Hughes’ poems such as “The Negro Speaks of Rivers”, “Dreams”, Montage of a Dream Deferred”, and “The Weary Blues” are still regarded as insight into the determined soul of Black America. On September 22, 2016, marking the 50th anniversary of its release, The New York Times published in full his 1926 plea “I, Too.” Hughes famously and succinctly described the agony of the Black man or woman waiting for the White man to see them as human and not as inferior or monstrous. And also, in the quickness of just a line in a stanza, how those same tired individuals discharged the waiting game and on their own accord declared themselves worthy of respect and an equal chance to be just as great, just as noticed.
It remains so powerful in its intent to lift anyone that has endured neglect, felt forgotten, and this is chiefly in reference to race, culture, or in modern times, sexual orientation and gender identification. The sly caveat of Hughes’ work is that as romantic and wistful as he was with words, he was just as eloquent in his anger, distrust, and surprise towards those so willing to be ignorant and hateful. See, “Warning”:
Sweet and docile,
Meek, humble and kind:
Beware the day
They change their mind!
In the cotton fields,
Beware the hour
It uproots trees!”
The literary world would come to see this juxtaposition again in the novels and televised interviews of fellow great James Baldwin and the terrifically sharp Toni Morrison.
The timing of the Times honoring “I, Too” was not lost on anyone aware of its presence that week. It was weeks before the most heartbreaking Presidential election any living American has seen or read about. And during continued unrest in America as demonstrators rallied for the unjust castigation of Black and brown people, through police brutality, and blatant sexism and homophobia.
On a personal level, I’ve always gone to Hughes’ poems for when I needed an emotional and mental pick-me-up. He and Maya Angelou, always through their words and often through poetry, knew just how to remind me I was not alone or incapable. I was allowed to feel how I felt, whether it was sadness, loneliness, regret. But their sincere insistence to not allow such sunken thoughts to guide my existence beyond acknowledgement felt profound every time.
2017 also marks the year that Hughes could’ve turned 115 years old. While the average human rarely lives to see such an intense age of experience, the noted fact only makes Hughes seem more immortal despite his physical presence having been long departed.

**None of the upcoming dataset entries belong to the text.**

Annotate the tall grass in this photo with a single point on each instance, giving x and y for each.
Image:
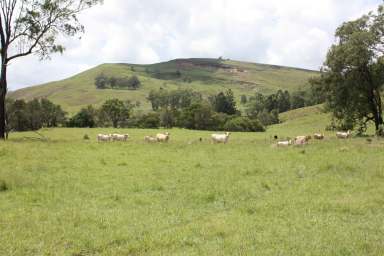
(69, 196)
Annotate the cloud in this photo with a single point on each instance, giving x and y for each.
(291, 33)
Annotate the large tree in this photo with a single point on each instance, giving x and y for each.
(352, 77)
(33, 27)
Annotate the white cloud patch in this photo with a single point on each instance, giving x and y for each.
(291, 33)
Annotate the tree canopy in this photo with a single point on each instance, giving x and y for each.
(352, 76)
(34, 27)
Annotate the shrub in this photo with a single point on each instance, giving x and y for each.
(151, 120)
(243, 124)
(3, 186)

In loving memory of his talent and influence, let’s salute the magnificent poet Langston Hughes on the 50th anniversary of his passing. The writers and artists in us thank you for the inspiration. The mind and hearts of our beings thank you for being open, honest, and benevolent through your talent.
Rest in art.
I, too, sing America. I am the darker brother. They send me to eat in the kitchen When company comes, But I laugh, And eat well, And grow strong. Tomorrow, I’ll be at the table When company comes. Nobody’ll dare Say to me, “Eat in the kitchen," Then. Besides, They’ll see how beautiful I am And be ashamed— I, too, am America.